Hace poco me enteré, algo alarmada, de que los sociólogos tienen un nombre para las personas como yo. Un «boomeranger» es el producto de padres baby boomers que, al acabar la universidad, reúne sus cosas y regresa a su código postal de origen, al cuarto donde ha vivido desde los ocho años. Esta situación no sólo da pena; como estrategia, es catastrófica. Ya que soy una boomeranger particularmente bibliófila, debo meter todos los libros que he adquirido en un cuarto que tiene más o menos el tamaño de un ataúd espacioso.

A los ocho, escogí mis propios libreros –seis repisas blancas de plástico que emergían de la pared como los peldaños de una escalera gigante; el más alto, inalcanzable hasta de puntitas; el más bajo, perfecto para mi colección de varitas mágicas, mis cactus y los libros. Los lomos de mis paperbacks delgaditos confluían en un arcoíris que flotaba justo arriba de la alfombra.
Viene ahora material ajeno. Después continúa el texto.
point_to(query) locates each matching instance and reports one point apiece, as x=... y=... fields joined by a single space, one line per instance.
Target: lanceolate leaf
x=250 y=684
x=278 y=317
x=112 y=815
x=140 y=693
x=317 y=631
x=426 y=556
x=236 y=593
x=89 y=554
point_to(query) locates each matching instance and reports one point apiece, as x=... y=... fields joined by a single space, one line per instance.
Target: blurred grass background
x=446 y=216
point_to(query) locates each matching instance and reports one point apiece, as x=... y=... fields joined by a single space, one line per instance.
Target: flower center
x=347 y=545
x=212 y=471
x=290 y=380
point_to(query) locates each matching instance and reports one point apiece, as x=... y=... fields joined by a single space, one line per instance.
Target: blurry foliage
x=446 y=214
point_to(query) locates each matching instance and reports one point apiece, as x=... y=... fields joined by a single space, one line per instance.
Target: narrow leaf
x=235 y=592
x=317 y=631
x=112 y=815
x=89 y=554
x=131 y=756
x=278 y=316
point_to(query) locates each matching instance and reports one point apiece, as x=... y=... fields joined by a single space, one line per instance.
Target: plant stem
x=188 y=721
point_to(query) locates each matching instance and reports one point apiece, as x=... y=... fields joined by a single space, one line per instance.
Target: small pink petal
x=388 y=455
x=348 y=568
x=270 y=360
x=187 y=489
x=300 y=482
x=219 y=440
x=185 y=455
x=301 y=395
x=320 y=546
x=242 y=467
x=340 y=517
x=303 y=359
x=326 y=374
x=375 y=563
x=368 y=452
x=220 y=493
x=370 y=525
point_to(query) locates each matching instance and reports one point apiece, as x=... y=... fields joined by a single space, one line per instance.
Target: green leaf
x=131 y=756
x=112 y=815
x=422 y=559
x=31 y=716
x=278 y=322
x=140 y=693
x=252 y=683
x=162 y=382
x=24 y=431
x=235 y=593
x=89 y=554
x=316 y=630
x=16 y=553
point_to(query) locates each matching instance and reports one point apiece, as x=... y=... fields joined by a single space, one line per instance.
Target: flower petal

Por razones que ahora desconozco, también escogí un papel tapiz decorado con mujeres granjeras que lucían enfermas mientras alimentaban pollitos bajo un cielo nublado. Entre tal compañía, pálida y pastoril, crecí. Y mi colección de libros también, trepando sin titubear por los libreros.

 

***

Cuando tenía ocho, uno de mis libros favoritos era The Facts and Fictions of Minna Pratt de Patricia MacLachlan. Minna es una niña precoz de once años que le pregunta a su papá, «¿Te enamoraste justo a medio día?». «A mediodía», su padre contesta, «y todos los días siguientes a las 3:00 y a las 5:30 y una vez más a las 6:45, 11:10…»

Y así fue y así es con los libros y yo: me enamoré a los diecisiete, y a los dieciocho una vez más, y a los veintidós y, justo ayer, a los veintisiete.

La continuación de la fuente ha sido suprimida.